SYSTEMS-Virtual Vet

Technical Lead, Educational Game Development

SYSTEMS-Virtual Vet

Project Overview

I led technical development for an award-winning educational game that taught elementary and middle school students body systems through interactive veterinary cases, combining framework engineering, art production, and gameplay-focused learning design.

Project Goal

SYSTEMS: Virtual Vet was designed to help students learn science by stepping into the role of veterinary assistants, diagnosing and treating virtual animal patients while working through core body systems.

The experience was built around applied learning. Instead of only presenting facts, the game asked students to analyze symptoms, interpret information, and connect concepts across systems such as musculoskeletal, cardiovascular, gastrointestinal, and endocrine.

Role & Scope

As Technical Lead, I oversaw a small team while contributing across both engineering and art production.

I provided much of the project framework in code, helped guide the use of pipeline tools, and built a large portion of the implementation that supported the game itself.

Alongside development, I created 3D and 2D art assets, concept art, and animation, working across Unity, Autodesk Maya, Adobe tools, and related content workflows to keep the project cohesive from prototype through production.

Building the Experience

The project needed to function as both a game and a teaching tool, which meant the software had to support clarity, pacing, and accessibility while still feeling engaging to students.
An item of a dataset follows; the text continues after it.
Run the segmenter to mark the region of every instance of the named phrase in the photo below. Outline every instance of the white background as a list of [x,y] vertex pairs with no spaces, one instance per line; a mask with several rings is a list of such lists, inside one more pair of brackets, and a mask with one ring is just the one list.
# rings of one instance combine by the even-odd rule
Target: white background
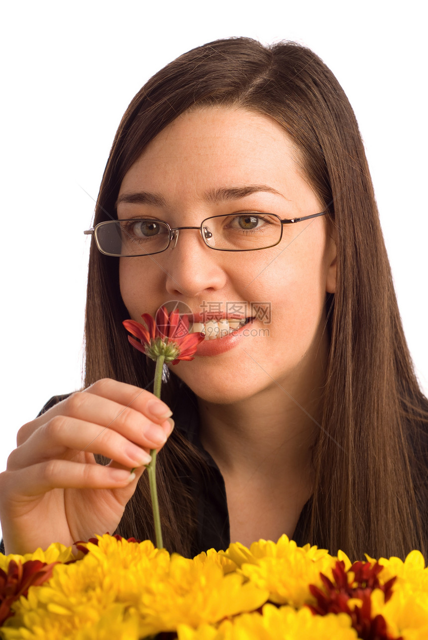
[[0,471],[18,428],[51,396],[80,386],[89,243],[83,232],[123,111],[159,68],[218,38],[297,40],[342,84],[366,146],[404,328],[427,392],[422,3],[8,4],[0,45]]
A large part of the work was building systems flexible enough to support multiple interactive learning scenarios while keeping the player experience readable and approachable.

That blend of framework engineering and content creation was central to the project. The underlying tools and implementation had to stay dependable, but the final experience also needed warmth, character, and a strong visual identity that made the material inviting.

Collaboration & Recognition

Virtual Vet was developed in collaboration with researchers and educators at the University of Georgia and was shaped around real learning goals as well as player engagement.

The game was later recognized by the International Serious Play Awards, earning a Bronze Medal for supporting higher-level thinking in elementary students.

That outcome reflected the larger goal of the project: building educational software that felt thoughtfully crafted rather than purely instructional.

Outcome

SYSTEMS: Virtual Vet gave students a more active way to learn science concepts while giving the team a production pipeline capable of supporting a visually rich, content-heavy interactive experience.

For me, it was an early project that deeply shaped how I think about technical art leadership: strong tools, clear systems, and thoughtful presentation all matter more when the audience is learning through play.